UK file-sharers to be “cut-off” — Detection
So, how do you detect a file-sharer?
One way is to use what’s called “Deep Packet Inspection”. Some ISPs are quite fond of DPI, because it lets them loosely identify what kind of traffic some parts of somebody’s Internet connection appear to be. The key word there is “appear”. DPI isn’t conclusive, and has never (seriously) been claimed to be. It looks for patterns, and performs actions—such as “throttling” (slowing down)—based on those patterns. This in itself is pretty flawed, but lots of ISPs across the world, including in the UK, do it.
ISP’s aren’t so keen on being forced to use DPI equipment, though. Part of this is that they know it’s only good at spotting patterns, and part of it is that many ISPs don’t use it at all and would have to invest in a technology which they don’t want being a part of their network. Fair enough, really.
Another problem with DPI is that it can’t distinguish between legitimate and illicit traffic. It has no idea that, say, Spotify’s peer-to-peer traffic is legitimate, unless Spotify’s developers keep DPI vendors well-informed about precisely how to distinguish Spotify’s peer-to-peer traffic from other kinds. This is a pain, but not the end of the world. The real problems arise when you have applications—such as BitTorrent—which are used for both perfectly legal and illicit purposes, sometimes simultaneously. LegalTorrents is a site specialising in redistributable content, and even a sizeable chunk (although still the minority) of torrents on the Pirate Bay have been perfectly legal. Plenty of (primarily Linux- and BSD-based operating systems) are distributed via BitTorrent, not to mention big applications like OpenOffice.org, and the updaters built into several games. Because the application itself is no more “bad” than having the ability to view a web page is “bad”, you can’t reliably detect and block based on what the application is.
Web filters work on the basis of two sets of criteria: blacklists, and scanning content. The content-scanners are generally fairly simple affairs, and don’t need to be anything massively complex because they’re just looking for occurrence of words and phrases in a page of text (much as how an e-mail spam filter works). This doesn’t work when the content you’re trying to filter is a small segment of a (possibly compressed, possibly encrypted) movie file. Nobody has the sort of computing power—and probably not even the algorithms—required to do that.

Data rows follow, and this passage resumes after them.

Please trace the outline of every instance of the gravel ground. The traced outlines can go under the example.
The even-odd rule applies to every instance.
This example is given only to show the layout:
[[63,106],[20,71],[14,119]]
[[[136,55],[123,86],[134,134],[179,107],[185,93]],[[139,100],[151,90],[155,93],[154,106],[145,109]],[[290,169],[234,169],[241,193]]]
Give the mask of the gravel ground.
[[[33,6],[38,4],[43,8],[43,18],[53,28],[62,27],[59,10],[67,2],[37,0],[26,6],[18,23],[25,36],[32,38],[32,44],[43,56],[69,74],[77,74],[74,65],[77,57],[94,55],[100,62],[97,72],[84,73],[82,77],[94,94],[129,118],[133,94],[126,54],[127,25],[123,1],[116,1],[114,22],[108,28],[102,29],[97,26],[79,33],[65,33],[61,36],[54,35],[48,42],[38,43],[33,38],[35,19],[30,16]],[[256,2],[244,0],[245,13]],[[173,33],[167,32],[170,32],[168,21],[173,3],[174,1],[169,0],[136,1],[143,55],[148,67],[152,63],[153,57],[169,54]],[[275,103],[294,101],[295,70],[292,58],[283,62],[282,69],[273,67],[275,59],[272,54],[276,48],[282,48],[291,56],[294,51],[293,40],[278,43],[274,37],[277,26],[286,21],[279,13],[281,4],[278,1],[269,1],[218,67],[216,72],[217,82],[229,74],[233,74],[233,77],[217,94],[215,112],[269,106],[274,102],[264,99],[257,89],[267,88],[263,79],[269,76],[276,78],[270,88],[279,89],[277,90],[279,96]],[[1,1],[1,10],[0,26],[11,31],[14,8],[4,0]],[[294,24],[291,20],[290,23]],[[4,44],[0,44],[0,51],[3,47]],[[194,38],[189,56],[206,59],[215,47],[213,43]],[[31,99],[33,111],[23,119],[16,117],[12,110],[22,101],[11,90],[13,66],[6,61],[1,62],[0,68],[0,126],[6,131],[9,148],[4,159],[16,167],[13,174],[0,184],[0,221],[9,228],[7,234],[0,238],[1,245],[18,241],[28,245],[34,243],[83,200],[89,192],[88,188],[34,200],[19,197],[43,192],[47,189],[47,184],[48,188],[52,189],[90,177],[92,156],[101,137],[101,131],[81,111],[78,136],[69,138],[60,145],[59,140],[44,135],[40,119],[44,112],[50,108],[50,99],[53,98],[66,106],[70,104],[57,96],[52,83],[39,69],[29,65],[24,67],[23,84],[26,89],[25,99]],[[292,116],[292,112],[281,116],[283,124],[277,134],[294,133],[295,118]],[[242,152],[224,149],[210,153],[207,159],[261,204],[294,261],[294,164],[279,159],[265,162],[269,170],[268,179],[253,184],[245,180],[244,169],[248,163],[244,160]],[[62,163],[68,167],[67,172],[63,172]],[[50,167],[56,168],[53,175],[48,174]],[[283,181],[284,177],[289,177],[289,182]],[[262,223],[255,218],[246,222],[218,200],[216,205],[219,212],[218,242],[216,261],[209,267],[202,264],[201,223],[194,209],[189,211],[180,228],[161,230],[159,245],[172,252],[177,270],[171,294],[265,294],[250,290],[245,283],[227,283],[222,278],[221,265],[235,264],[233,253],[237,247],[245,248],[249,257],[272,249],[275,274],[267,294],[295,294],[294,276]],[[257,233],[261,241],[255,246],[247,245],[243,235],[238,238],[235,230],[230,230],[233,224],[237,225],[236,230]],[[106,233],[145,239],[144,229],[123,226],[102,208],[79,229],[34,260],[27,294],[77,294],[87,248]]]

A blacklist doesn’t work on the basis of scale. You can’t blacklist a source of a torrent, because by nature they’re peer-to-peer. Although it’s easy to blacklist a network block when it come to web hosts, it’s much harder in a peer-to-peer setting because everybody’s sharing with everybody else.

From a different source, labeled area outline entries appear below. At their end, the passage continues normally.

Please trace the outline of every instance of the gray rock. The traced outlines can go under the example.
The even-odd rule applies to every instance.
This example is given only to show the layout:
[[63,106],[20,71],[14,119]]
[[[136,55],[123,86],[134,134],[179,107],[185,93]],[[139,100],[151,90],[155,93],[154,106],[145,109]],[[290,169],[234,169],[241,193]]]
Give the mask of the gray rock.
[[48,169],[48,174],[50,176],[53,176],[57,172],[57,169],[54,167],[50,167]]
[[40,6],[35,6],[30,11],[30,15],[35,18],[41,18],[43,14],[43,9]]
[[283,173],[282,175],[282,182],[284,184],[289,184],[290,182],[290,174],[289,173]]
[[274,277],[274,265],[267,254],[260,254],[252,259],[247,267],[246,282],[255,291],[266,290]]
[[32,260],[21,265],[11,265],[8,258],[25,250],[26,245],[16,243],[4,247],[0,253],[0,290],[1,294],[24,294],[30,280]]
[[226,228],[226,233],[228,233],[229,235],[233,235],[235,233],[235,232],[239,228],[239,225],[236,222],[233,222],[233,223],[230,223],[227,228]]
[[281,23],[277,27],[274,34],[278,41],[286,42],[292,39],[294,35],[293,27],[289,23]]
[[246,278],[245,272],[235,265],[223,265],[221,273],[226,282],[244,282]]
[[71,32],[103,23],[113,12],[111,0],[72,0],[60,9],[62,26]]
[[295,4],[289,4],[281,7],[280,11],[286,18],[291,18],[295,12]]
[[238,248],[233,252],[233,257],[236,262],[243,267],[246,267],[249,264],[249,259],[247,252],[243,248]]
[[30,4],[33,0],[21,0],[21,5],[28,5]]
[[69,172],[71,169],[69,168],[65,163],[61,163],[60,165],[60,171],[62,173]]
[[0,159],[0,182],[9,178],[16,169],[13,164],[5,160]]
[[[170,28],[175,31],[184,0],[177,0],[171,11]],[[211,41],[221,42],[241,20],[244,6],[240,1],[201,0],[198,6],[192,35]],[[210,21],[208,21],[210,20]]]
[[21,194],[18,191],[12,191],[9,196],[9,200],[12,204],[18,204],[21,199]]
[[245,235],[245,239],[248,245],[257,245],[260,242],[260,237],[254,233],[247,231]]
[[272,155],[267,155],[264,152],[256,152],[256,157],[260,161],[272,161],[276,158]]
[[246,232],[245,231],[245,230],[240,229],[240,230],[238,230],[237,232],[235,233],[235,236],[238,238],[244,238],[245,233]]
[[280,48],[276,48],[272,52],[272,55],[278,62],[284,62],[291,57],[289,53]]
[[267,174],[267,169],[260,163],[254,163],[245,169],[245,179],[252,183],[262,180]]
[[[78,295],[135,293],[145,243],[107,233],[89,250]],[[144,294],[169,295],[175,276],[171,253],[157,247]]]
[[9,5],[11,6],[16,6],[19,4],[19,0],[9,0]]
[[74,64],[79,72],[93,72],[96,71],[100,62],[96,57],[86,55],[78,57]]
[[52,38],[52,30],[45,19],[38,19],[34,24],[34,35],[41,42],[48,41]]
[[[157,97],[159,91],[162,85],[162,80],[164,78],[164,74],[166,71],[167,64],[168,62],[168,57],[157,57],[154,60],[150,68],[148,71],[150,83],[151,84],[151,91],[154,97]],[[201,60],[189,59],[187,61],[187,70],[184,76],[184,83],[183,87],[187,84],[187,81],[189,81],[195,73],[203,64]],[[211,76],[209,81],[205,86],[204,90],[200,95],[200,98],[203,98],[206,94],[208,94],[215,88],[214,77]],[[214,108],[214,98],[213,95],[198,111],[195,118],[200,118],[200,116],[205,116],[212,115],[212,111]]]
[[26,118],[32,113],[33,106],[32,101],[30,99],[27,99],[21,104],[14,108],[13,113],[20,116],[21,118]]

Fortunately, the proposals haven’t suggested using DPI. Instead, they tell us that rights-holders will themselves monitor public trackers. Leaving aside, for a moment, the fact that this will only drive the adoption of completely distributed trackerless BitTorrent, there’s also the small wrinkle that the information about peers can’t be relied upon. In the wake of the various legal cases brought by the RIAA in the US regarding file-sharing, researchers set out to find out how easy it would be to spoof the information that investigators would see (and rely upon). The answer? Very easy. The researchers, without a huge amount of difficulty, made it look like dumb network devices (such as printers) were hot-beds of illicit peer-to-peer activity. How long before these spoofing techniques make it into every BitTorrent client available?

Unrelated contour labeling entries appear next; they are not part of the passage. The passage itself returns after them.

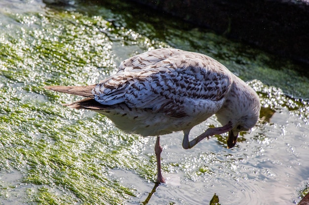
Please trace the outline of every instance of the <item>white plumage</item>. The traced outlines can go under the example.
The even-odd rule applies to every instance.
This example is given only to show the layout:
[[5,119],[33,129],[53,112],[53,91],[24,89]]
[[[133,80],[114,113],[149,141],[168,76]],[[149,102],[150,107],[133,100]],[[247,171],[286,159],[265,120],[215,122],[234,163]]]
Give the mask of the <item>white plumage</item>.
[[[119,128],[144,136],[157,136],[157,181],[160,172],[159,135],[183,130],[183,146],[229,131],[228,147],[238,132],[256,123],[260,109],[253,89],[223,65],[204,55],[160,49],[122,62],[119,71],[97,85],[46,88],[87,97],[66,105],[106,116]],[[194,125],[216,114],[222,127],[208,128],[191,142]]]

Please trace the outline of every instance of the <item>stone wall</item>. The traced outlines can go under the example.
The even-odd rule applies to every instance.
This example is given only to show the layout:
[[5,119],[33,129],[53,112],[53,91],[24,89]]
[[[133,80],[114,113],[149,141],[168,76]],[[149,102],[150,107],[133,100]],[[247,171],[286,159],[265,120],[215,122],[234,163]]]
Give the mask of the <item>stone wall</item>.
[[131,0],[309,64],[309,0]]

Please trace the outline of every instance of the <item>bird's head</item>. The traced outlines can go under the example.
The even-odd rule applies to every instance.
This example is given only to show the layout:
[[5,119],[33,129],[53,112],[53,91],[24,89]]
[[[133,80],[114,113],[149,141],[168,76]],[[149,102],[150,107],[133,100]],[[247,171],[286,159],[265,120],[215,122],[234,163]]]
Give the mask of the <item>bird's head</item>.
[[238,78],[235,81],[223,106],[216,114],[222,124],[231,124],[228,148],[235,146],[239,132],[253,127],[259,119],[261,109],[260,98],[256,92]]
[[228,148],[232,148],[237,142],[238,133],[241,131],[246,131],[252,128],[256,123],[259,118],[260,107],[252,110],[249,115],[246,115],[239,118],[237,121],[232,122],[232,129],[229,131],[228,137]]

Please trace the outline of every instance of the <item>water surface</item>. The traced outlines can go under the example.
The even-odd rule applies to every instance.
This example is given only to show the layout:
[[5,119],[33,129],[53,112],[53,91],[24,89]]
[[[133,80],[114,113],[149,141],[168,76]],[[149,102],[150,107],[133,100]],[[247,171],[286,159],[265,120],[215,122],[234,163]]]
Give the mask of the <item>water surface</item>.
[[[0,204],[297,204],[309,183],[309,80],[303,69],[164,14],[117,1],[0,2]],[[170,20],[167,20],[170,19]],[[259,93],[261,119],[226,148],[226,134],[185,150],[161,138],[166,184],[154,185],[154,139],[61,105],[136,54],[175,47],[218,60]],[[191,137],[215,117],[196,126]],[[144,203],[144,204],[145,203]]]

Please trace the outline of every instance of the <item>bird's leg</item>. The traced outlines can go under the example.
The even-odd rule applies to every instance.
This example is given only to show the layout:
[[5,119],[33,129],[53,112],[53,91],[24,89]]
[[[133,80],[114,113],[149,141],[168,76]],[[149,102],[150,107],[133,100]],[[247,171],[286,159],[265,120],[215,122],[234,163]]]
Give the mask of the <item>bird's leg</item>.
[[161,173],[161,152],[162,152],[162,146],[160,146],[160,137],[156,137],[155,145],[154,146],[154,152],[156,156],[156,165],[157,167],[157,177],[156,182],[158,183],[165,183],[165,180],[162,176]]
[[190,142],[189,142],[189,138],[190,130],[184,131],[184,136],[183,140],[183,147],[185,149],[191,148],[205,137],[209,138],[209,136],[224,133],[230,131],[232,128],[232,123],[231,122],[229,122],[228,124],[222,127],[208,128],[204,133],[196,137]]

The bottom line here is that you just can’t detect file-sharing going on with any real degree of certainty. What you can do is try to track down those who actually uploaded the torrent files in the first place, but again, this only works as long as trackerless torrents aren’t the norm, and is contingent upon the BitTorrent tracker being operated in a country which will play nicely with a request for information. If BitTorrent proves to be eventually too easy to reliably detect (be it the “seeds”—the uploaders—or the “leechers”—the downloaders, remembering that most will be both at some stage or another), people will use something else (and there are plenty of potential options, just not a huge impetus).